The final result of Spark streaming can either be written back to the various data stores supported by Spark or can be pushed to any dashboard for visualization.

MLlib

MLlib is the built-in machine learning library in the Spark stack. This was introduced in Spark 0.8. Its goal is to make machine learning scalable and easy. Developers can seamlessly use Spark SQL, Spark Streaming, and GraphX in their programming language of choice, be it Java, Python, or Scala. MLlib provides the necessary functions to perform various statistical analyses such as correlations, sampling, hypothesis testing, and so on. This component also has a broad coverage of applications and algorithms in classification, regression, collaborative filtering, clustering, and decomposition.

The machine learning workflow involves collecting and preprocessing data, building and deploying the model, evaluating the results, and refining the model. In the real world, the preprocessing steps take up significant effort. These are typically multi-stage workflows involving expensive intermediate read/write operations. Often, these processing steps may be performed multiple times over a period of time. A new concept called ML Pipelines was introduced to streamline these preprocessing steps. A Pipeline is a sequence of transformations where the output of one stage is the input of another, forming a chain. The ML Pipeline leverages Spark and MLlib and enables developers to define reusable sequences of transformations.

GraphX

GraphX is a thin-layered unified graph analytics framework on Spark. It was designed to be a general-purpose distributed dataflow framework in place of specialized graph processing frameworks. It is fault tolerant and also exploits in-memory computation.

GraphX is an embedded graph processing API for manipulating graphs (for example, social networks) and to do graph parallel computation (for example, Google's Pregel). It combines the advantages of both graph-parallel and data-parallel systems on the Spark stack to unify exploratory data analysis, iterative graph computation, and ETL processing. It extends the RDD abstraction to introduce the Resilient Distributed Graph (RDG), which is a directed graph with properties associated to each of its vertices and edges.

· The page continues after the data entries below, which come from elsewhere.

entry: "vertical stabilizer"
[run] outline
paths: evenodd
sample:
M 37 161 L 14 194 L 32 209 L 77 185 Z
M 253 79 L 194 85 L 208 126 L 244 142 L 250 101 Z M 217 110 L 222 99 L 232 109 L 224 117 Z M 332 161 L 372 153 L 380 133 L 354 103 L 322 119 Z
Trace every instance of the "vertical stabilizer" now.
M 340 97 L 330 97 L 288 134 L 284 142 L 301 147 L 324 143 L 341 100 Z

GraphX includes a decently large collection of graph algorithms, such as PageRank, K-Core, Triangle Count, LDA, and so on.

SparkR

The SparkR project was started to integrate the statistical analysis and machine learning capability of R with the scalability of Spark. It addressed the limitation of R, which was its ability to process as much data as fitted in the memory of a single machine. R programs can now scale in a distributed setting through SparkR.

SparkR is actually an R Package that provides an R shell to leverage Spark's distributed computing engine. With R's rich set of built-in packages for data analytics, data scientists can analyze large datasets interactively at scale.